Preface

What This Book Covers

This book introduces the basic ideas of text mining, which is a group of techniques that extracts useful information from one or more texts. This is a practical book, one that focuses on applications and examples. Although some statistics and mathematics is required, it is kept to a minimum, and what is used is explained.

This book, however, does make one demand: it assumes that you are willing to learn to write simple programs using Perl. This programming language is explicitly designed to work with text. In addition, it is open-source software that is available over the Web for free. That is, you can download the latest full-featured version of Perl right now, and install it on all the computers you want without paying a cent.

Chapters 2 and 3 give the basics of Perl, including a detailed introduction to regular expressions, which is a text pattern matching methodology used in a variety of programming languages, not just Perl. For each concept there are several examples of how to use it to analyze texts. Initial examples analyze short strings, for example, a few words or a sentence. Later examples use text from a variety of literary works, for example, the short stories of Edgar Allan Poe, Charles Dickens’s A Christmas Carol, Jack London’s The Call of the Wild, and Mary Shelley’s Frankenstein. All the texts used here are part of the public domain, so you can download these for free, too. Finally, if you are interested in word games, Perl plus extensive word lists are a great combination, which is covered in chapter 3.

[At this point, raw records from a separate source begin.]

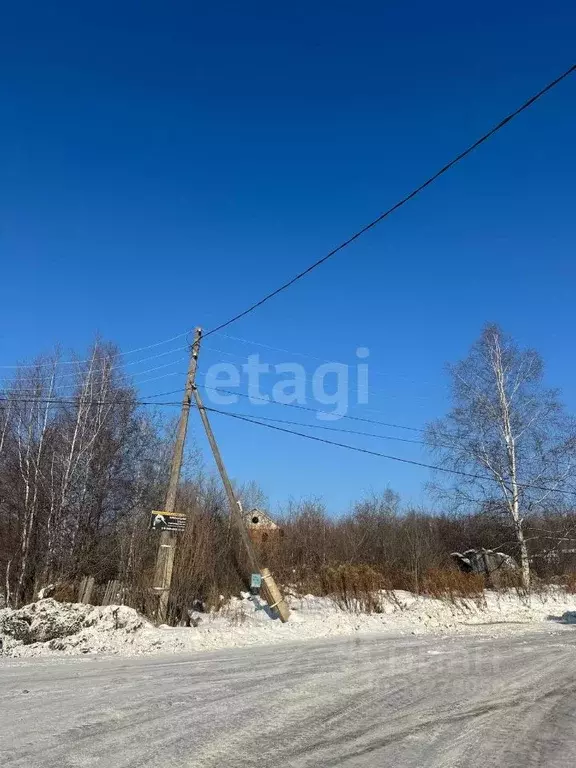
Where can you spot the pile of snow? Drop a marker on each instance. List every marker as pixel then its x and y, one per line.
pixel 53 626
pixel 46 627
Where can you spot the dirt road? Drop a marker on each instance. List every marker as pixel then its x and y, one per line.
pixel 418 702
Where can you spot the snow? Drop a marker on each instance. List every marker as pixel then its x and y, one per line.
pixel 51 628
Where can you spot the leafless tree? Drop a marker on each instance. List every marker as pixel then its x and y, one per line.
pixel 507 435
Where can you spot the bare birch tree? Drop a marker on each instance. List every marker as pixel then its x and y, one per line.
pixel 506 433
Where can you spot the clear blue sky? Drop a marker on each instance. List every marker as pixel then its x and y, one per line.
pixel 164 164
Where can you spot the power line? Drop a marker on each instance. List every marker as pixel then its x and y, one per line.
pixel 310 357
pixel 118 354
pixel 340 429
pixel 325 441
pixel 397 205
pixel 310 410
pixel 368 391
pixel 384 455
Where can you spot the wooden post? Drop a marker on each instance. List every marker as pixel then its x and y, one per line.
pixel 275 598
pixel 167 546
pixel 271 592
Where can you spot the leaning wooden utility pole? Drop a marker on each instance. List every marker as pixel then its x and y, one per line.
pixel 167 547
pixel 271 591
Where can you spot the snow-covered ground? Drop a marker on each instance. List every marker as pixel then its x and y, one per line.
pixel 50 628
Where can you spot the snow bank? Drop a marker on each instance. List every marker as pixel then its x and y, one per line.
pixel 47 627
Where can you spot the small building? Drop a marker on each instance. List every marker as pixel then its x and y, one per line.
pixel 261 527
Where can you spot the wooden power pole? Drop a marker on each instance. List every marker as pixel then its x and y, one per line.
pixel 271 591
pixel 167 547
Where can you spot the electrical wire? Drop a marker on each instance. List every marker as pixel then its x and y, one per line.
pixel 396 206
pixel 118 354
pixel 434 467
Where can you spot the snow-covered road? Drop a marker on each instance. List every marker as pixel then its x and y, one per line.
pixel 406 702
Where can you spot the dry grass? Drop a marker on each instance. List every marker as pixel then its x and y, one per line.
pixel 453 585
pixel 570 582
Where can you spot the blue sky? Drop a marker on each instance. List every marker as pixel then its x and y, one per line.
pixel 163 165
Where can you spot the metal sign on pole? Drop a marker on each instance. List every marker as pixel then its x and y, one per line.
pixel 271 591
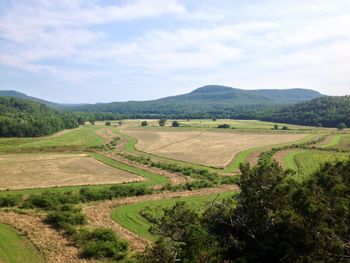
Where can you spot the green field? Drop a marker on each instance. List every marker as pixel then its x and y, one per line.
pixel 15 247
pixel 129 216
pixel 80 137
pixel 305 162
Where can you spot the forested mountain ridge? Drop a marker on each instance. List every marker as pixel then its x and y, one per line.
pixel 25 118
pixel 20 95
pixel 327 111
pixel 206 101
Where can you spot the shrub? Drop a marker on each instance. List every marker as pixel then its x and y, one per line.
pixel 175 124
pixel 101 243
pixel 9 201
pixel 65 217
pixel 223 126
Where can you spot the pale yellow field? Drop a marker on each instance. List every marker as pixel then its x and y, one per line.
pixel 205 147
pixel 23 171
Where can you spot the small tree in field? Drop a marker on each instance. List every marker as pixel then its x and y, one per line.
pixel 175 124
pixel 341 126
pixel 162 122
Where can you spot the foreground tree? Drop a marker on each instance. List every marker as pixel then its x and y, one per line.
pixel 274 218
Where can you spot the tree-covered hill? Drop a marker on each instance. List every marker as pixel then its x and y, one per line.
pixel 25 118
pixel 20 95
pixel 213 100
pixel 325 111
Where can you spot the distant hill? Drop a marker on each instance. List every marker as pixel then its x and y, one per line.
pixel 27 118
pixel 210 100
pixel 325 111
pixel 16 94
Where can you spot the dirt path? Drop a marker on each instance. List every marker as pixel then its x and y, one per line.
pixel 51 245
pixel 99 214
pixel 174 178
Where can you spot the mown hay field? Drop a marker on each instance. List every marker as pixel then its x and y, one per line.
pixel 205 147
pixel 26 171
pixel 306 162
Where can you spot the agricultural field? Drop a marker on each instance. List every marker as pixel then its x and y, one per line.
pixel 204 147
pixel 78 138
pixel 24 171
pixel 16 248
pixel 305 162
pixel 90 164
pixel 130 216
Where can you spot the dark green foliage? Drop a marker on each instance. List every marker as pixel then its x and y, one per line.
pixel 224 126
pixel 175 124
pixel 50 200
pixel 101 243
pixel 162 122
pixel 274 218
pixel 341 126
pixel 64 217
pixel 205 103
pixel 324 111
pixel 9 201
pixel 24 118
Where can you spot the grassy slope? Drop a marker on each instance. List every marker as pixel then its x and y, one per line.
pixel 308 161
pixel 85 136
pixel 81 137
pixel 129 216
pixel 241 157
pixel 151 179
pixel 16 248
pixel 334 141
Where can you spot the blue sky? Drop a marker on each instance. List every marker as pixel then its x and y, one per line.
pixel 98 51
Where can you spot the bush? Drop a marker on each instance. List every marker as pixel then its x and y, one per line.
pixel 101 243
pixel 341 126
pixel 65 217
pixel 175 124
pixel 9 201
pixel 223 126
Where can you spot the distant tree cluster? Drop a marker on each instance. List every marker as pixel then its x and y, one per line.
pixel 274 218
pixel 323 112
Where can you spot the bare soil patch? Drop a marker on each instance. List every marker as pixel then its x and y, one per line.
pixel 51 245
pixel 24 171
pixel 99 214
pixel 206 148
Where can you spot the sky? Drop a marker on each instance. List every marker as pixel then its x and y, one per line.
pixel 92 51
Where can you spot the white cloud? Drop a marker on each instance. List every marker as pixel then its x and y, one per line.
pixel 247 44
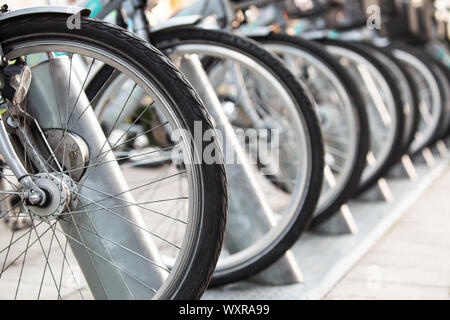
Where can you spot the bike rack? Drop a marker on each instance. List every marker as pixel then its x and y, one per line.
pixel 329 252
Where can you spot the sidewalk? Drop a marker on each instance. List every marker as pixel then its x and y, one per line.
pixel 412 261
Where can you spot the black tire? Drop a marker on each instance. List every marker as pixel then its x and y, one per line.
pixel 166 40
pixel 351 182
pixel 394 151
pixel 193 280
pixel 428 63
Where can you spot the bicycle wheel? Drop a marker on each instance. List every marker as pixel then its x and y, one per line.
pixel 119 231
pixel 342 114
pixel 407 89
pixel 383 105
pixel 258 92
pixel 431 95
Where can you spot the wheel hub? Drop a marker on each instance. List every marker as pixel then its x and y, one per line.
pixel 61 196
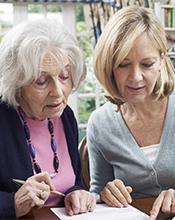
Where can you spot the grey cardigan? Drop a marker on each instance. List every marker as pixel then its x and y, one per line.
pixel 114 153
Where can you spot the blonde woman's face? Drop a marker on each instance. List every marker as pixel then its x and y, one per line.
pixel 137 75
pixel 47 96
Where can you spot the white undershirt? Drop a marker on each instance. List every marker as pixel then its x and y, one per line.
pixel 151 152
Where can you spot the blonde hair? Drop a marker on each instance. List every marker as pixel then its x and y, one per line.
pixel 22 50
pixel 117 40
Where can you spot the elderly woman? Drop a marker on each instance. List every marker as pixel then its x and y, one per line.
pixel 131 138
pixel 40 65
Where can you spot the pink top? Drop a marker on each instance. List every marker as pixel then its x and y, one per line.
pixel 40 138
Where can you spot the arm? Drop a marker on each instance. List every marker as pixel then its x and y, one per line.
pixel 7 209
pixel 112 191
pixel 101 171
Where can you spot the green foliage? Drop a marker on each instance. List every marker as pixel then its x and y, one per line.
pixel 79 12
pixel 84 39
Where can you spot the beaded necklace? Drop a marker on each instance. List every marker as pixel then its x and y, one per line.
pixel 31 147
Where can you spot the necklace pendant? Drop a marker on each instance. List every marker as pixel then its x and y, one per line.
pixel 52 175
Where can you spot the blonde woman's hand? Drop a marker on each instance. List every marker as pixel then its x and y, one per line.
pixel 165 203
pixel 79 201
pixel 34 192
pixel 116 194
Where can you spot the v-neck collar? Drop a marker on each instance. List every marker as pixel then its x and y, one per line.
pixel 162 145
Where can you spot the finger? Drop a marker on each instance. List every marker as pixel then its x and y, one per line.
pixel 73 203
pixel 42 177
pixel 92 203
pixel 109 198
pixel 124 195
pixel 36 200
pixel 83 203
pixel 129 189
pixel 157 206
pixel 68 207
pixel 168 201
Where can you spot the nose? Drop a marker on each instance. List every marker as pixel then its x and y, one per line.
pixel 55 88
pixel 136 74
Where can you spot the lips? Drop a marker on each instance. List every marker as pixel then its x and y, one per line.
pixel 136 88
pixel 54 105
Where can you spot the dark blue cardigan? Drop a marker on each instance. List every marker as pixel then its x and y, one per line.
pixel 15 160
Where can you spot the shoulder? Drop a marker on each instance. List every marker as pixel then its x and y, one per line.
pixel 103 113
pixel 68 118
pixel 102 120
pixel 6 109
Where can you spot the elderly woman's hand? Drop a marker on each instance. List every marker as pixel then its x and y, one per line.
pixel 79 201
pixel 116 194
pixel 34 192
pixel 165 202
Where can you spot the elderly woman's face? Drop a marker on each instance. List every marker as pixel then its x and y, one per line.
pixel 47 96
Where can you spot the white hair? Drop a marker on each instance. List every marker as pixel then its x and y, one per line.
pixel 22 49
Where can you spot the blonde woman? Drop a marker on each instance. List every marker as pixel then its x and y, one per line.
pixel 131 140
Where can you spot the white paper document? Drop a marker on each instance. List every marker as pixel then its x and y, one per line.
pixel 104 212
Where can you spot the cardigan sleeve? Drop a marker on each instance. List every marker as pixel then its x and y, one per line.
pixel 7 209
pixel 71 132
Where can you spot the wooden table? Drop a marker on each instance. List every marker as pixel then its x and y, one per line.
pixel 141 204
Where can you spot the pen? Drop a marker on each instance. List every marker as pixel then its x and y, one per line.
pixel 21 182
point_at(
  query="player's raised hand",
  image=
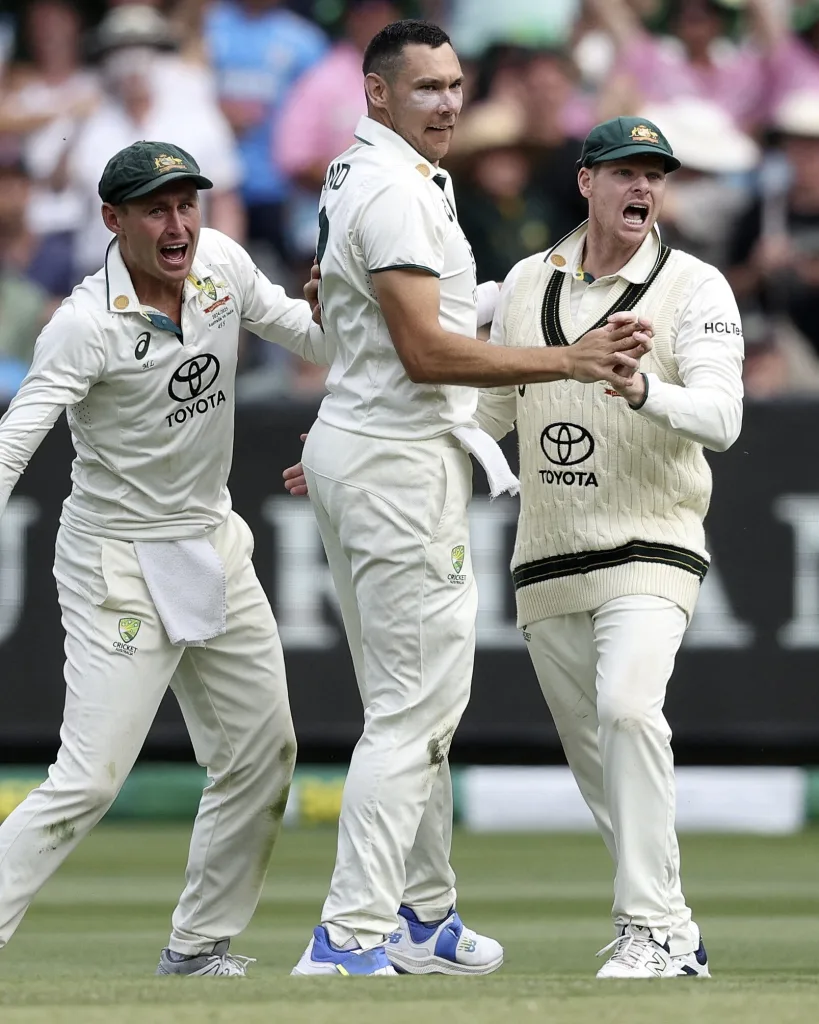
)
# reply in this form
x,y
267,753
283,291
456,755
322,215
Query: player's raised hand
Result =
x,y
311,292
610,352
294,477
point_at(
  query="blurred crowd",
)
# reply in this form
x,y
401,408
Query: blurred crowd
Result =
x,y
265,92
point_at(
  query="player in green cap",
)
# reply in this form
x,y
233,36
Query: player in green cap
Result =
x,y
154,569
610,549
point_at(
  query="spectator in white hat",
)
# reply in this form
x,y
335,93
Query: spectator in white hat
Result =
x,y
709,192
774,258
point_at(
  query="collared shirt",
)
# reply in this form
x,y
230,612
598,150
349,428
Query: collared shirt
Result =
x,y
385,207
706,340
151,412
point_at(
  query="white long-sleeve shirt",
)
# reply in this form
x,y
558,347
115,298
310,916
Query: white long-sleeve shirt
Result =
x,y
707,346
151,413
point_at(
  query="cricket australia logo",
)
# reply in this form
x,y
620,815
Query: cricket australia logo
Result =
x,y
458,555
128,628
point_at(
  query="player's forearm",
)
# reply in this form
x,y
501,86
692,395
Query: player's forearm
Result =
x,y
451,358
488,295
22,431
707,416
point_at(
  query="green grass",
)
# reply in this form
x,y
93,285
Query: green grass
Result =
x,y
86,950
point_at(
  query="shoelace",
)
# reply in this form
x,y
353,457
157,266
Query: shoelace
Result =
x,y
229,966
630,949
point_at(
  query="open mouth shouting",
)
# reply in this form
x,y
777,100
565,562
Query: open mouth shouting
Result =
x,y
636,213
173,256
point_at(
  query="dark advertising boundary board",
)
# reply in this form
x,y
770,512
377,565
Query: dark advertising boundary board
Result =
x,y
747,678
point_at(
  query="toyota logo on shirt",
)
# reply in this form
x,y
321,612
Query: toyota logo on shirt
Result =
x,y
566,443
194,378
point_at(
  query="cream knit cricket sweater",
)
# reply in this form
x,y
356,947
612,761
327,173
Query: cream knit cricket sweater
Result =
x,y
611,504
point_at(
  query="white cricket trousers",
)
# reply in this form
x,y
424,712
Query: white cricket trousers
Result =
x,y
233,697
604,676
393,521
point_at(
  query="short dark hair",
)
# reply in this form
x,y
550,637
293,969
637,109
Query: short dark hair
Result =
x,y
383,53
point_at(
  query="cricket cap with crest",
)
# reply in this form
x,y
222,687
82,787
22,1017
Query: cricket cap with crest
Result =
x,y
143,167
623,137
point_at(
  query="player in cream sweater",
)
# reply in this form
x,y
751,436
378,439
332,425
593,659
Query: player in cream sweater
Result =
x,y
614,488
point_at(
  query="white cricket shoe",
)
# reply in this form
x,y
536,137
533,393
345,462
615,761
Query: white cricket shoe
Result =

Chapters 4 through 8 each introduce a core idea used in text mining. For example, chapter 4 explains the basics of probability, and chapter 5 discusses the term-document matrix, which is an important tool from information retrieval.

This book assumes that you want to analyze one or more texts, so the focus is on the practical. All the techniques in this book have immediate applications. Moreover, learning a minimal amount of Perl enables you to modify the code in this book to analyze the texts that interest you.

The level of mathematical knowledge assumed is minimal: you need to know how to count. Mathematics that arises for text applications is explained as needed and is kept to the minimum to do the job at hand. Although most of the techniques used in this book were created by researchers knowledgeable in math, a few basic ideas are all that are needed to read this book.

Although I am a statistician by training, the level of statistical knowledge assumed is also minimal. The core tools of statistics, for example, variability and correlations, are explained. It turns out that a few techniques are applicable in many ways.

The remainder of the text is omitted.